Monica "The other thing to remember [is] that the impetus to 'clean' up the language comes from the USA and many of their words and phrases may sound like ours but have a completely different origin." As are some of the assumptions about the interactions of white and black people. In the USA, a black person was probably a slave, the property of a white owner, living in a ghetto of separate quarters to white people, working all day in the fields and subject to the owner's whim for his/her day-to-day life, sexual and family life, and indeed for life itself. In the UK, one example could be an ex-seaman, (possibly press-ganged, possibly joined a ship voluntarily) who had left the ship in a seaport and worked at some other trade, as a free man under the same conditions as the white workers, living in whatever accommodation he could find and afford. As an incomer with a different appearance from most people he would attract attention, some of it automatically hostile to all strangers (during the Napoleonic Wars of the early 19th century, the population of Hartlepool were ignorant and xenophobic enough to have hanged as a French spy a shipwrecked monkey which was wandering round the town) but they were not the large, well-known and universally recognised underclass that they were in the US.

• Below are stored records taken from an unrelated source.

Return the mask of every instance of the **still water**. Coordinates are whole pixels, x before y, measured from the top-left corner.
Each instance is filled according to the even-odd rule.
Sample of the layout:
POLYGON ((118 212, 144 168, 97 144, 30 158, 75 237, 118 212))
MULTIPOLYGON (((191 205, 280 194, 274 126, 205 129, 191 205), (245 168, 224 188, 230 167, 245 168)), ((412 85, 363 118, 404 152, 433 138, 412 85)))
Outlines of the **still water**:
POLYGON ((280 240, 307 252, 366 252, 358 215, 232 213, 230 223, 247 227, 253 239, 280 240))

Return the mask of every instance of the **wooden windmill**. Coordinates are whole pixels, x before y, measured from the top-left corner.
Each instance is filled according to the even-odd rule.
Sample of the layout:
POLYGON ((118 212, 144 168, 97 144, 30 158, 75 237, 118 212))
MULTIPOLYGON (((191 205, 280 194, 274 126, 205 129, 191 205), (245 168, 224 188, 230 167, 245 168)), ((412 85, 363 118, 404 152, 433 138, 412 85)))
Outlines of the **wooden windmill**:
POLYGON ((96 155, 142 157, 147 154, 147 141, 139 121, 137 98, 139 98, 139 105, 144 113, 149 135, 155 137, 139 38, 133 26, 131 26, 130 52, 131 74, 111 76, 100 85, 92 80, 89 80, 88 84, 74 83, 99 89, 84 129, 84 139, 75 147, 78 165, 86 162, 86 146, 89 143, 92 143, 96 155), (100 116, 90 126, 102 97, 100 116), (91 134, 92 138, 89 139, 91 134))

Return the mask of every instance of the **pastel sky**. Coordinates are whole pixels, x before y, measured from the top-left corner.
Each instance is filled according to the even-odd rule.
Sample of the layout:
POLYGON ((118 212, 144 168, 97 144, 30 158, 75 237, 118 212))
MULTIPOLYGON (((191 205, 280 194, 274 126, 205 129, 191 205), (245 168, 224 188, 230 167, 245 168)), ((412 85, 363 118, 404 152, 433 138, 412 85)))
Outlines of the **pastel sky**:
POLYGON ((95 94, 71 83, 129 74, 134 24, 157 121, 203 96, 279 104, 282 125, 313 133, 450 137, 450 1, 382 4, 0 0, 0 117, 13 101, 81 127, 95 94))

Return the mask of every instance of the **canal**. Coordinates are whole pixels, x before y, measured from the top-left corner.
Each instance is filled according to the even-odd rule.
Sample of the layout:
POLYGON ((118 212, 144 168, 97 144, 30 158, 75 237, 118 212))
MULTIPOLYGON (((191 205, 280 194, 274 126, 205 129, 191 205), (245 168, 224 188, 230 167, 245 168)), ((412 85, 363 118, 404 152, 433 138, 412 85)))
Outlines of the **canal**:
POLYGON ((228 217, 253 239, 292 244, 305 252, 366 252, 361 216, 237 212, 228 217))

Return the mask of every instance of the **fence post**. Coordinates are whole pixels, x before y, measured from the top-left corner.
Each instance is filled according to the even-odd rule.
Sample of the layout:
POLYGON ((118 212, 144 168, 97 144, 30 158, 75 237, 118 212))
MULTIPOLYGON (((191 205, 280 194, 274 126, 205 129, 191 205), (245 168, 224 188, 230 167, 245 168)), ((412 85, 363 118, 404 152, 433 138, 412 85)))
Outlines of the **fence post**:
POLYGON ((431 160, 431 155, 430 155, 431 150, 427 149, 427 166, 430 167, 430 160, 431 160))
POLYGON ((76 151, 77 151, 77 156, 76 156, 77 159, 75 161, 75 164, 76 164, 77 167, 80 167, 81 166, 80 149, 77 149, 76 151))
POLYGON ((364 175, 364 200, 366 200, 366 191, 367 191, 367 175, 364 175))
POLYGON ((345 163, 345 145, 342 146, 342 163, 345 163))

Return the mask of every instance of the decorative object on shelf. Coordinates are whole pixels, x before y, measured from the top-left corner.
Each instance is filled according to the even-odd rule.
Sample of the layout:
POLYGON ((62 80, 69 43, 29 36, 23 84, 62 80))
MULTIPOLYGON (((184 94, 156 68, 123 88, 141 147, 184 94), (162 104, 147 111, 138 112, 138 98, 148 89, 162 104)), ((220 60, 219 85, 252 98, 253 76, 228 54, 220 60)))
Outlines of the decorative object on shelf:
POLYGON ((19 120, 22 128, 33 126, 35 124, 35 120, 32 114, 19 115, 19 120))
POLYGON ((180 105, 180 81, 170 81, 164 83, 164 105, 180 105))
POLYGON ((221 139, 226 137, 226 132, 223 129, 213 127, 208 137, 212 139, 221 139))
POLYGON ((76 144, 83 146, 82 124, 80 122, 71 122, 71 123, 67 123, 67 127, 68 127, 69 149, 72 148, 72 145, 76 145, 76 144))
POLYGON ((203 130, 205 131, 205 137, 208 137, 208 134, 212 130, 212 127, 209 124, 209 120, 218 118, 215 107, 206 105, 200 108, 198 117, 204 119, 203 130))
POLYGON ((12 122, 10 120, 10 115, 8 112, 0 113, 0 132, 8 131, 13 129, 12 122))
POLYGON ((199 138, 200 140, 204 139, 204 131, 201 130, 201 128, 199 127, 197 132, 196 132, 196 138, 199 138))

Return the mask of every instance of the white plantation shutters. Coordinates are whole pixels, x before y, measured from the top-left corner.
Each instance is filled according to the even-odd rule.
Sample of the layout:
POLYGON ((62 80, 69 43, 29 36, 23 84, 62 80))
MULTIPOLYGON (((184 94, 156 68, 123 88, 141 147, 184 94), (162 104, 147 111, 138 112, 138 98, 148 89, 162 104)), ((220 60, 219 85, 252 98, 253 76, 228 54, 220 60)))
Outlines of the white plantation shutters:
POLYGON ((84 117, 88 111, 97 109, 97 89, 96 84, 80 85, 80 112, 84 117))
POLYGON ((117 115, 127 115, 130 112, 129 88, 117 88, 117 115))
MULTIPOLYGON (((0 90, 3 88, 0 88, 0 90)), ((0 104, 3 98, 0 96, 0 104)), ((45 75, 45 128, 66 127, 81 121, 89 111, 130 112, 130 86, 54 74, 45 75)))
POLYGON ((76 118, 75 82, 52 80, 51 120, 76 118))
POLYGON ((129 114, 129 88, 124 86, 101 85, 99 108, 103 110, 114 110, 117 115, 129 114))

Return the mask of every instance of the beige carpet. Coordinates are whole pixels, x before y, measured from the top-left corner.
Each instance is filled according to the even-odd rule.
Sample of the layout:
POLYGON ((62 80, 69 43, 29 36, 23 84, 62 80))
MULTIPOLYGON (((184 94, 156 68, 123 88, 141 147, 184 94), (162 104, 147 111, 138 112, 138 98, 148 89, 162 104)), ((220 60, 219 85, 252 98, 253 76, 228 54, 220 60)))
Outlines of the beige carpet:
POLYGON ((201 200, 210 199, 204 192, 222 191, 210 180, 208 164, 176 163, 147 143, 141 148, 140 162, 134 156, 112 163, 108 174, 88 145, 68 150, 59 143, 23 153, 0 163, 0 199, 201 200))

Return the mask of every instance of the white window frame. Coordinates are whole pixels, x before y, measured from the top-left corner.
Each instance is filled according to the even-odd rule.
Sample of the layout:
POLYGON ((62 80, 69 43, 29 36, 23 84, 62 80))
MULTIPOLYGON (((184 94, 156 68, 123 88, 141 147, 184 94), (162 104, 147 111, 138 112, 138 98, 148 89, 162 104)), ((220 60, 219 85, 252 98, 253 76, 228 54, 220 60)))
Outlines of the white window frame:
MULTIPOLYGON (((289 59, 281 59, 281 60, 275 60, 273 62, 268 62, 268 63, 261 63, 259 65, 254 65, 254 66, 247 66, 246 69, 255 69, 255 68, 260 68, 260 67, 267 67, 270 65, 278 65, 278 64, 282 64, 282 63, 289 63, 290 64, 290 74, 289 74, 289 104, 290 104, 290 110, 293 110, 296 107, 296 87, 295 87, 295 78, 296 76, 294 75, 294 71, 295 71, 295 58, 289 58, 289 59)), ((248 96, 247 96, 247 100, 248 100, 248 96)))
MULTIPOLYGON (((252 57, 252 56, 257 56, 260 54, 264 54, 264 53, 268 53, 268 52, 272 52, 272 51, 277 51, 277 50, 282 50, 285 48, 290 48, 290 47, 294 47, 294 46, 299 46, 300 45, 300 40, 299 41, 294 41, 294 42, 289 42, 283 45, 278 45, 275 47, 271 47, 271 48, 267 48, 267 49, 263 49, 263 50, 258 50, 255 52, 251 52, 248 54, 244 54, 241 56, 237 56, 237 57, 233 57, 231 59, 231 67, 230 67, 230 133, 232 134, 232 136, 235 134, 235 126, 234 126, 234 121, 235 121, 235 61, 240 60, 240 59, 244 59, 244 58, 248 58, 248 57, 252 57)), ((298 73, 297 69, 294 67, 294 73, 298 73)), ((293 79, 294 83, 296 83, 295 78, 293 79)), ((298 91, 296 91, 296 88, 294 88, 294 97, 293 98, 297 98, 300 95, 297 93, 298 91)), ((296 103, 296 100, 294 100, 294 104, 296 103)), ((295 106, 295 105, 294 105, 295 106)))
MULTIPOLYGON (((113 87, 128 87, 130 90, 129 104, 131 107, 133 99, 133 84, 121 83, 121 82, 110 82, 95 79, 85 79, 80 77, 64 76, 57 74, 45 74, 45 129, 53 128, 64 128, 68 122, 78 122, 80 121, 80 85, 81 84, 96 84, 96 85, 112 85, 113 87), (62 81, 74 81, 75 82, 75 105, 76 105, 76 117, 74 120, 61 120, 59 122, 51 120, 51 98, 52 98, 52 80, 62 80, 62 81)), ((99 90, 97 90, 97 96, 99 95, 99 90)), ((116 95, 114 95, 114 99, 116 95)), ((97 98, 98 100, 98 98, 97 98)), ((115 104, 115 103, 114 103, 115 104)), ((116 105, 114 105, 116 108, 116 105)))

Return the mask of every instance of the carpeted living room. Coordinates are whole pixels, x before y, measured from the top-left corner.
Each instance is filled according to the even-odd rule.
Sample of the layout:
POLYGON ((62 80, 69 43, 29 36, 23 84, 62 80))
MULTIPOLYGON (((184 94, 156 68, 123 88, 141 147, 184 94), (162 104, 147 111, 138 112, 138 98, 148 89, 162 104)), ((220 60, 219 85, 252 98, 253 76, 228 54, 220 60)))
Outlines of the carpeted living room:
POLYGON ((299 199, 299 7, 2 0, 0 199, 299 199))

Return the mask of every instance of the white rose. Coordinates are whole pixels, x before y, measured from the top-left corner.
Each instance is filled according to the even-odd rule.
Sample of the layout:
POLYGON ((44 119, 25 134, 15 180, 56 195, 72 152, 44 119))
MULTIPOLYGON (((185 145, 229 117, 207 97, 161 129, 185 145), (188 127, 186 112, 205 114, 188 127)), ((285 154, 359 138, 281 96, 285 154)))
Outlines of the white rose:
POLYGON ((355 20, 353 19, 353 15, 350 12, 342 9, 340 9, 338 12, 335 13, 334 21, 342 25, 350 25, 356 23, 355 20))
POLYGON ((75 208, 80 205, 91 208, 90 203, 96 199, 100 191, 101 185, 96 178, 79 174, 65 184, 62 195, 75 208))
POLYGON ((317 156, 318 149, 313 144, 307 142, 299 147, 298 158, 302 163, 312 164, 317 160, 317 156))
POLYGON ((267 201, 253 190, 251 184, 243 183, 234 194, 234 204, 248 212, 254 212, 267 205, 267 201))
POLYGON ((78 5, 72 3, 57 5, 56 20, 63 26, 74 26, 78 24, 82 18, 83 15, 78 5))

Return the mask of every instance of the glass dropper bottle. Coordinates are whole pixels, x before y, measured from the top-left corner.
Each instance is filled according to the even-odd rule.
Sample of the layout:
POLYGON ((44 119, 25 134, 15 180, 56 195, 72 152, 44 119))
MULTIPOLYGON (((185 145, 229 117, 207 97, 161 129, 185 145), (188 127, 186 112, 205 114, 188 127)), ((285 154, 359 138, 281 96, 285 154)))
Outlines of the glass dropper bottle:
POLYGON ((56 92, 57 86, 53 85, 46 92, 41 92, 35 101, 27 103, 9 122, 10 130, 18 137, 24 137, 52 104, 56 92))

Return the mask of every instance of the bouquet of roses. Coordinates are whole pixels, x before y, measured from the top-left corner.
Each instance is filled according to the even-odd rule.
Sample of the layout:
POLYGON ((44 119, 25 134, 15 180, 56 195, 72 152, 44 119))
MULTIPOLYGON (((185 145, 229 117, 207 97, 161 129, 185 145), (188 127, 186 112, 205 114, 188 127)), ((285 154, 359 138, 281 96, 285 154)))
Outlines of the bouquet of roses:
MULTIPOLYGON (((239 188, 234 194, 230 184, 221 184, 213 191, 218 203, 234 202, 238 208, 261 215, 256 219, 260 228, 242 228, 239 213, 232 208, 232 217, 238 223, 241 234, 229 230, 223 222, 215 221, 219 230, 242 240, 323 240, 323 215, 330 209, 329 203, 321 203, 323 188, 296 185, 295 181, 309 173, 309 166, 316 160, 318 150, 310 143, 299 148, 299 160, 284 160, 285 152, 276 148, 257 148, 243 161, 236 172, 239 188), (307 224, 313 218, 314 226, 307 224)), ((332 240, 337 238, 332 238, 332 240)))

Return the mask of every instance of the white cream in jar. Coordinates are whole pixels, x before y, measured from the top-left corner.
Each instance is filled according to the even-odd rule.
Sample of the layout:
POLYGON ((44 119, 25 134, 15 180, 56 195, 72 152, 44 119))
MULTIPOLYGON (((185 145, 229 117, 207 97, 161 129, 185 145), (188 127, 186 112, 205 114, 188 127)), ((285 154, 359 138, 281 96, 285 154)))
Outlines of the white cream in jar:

Black and white, good and bad - Only some black things are negative. Some are positive. Some white things are negative.
A "little black dress" is positive - very elegant and sexy.. Blackcurrants and blackberries are delicious.
A blackboard is (or was) a useful and universal teaching aid.
Black pudding isn't a sinful food.
Ghosts are white. So is fog (whiteish).
White hair isn't superior to any other colour of hair.
White Van Man isn't our favourite driver.
Whiteheads are nasty little spots, not superior in any way to blackheads.
And a blue-eyed boy isn't anything admirable. He has gained the position of boss's favourite by being a yes-man and dishing the dirt on rest of the employees, and is hated by everyone else.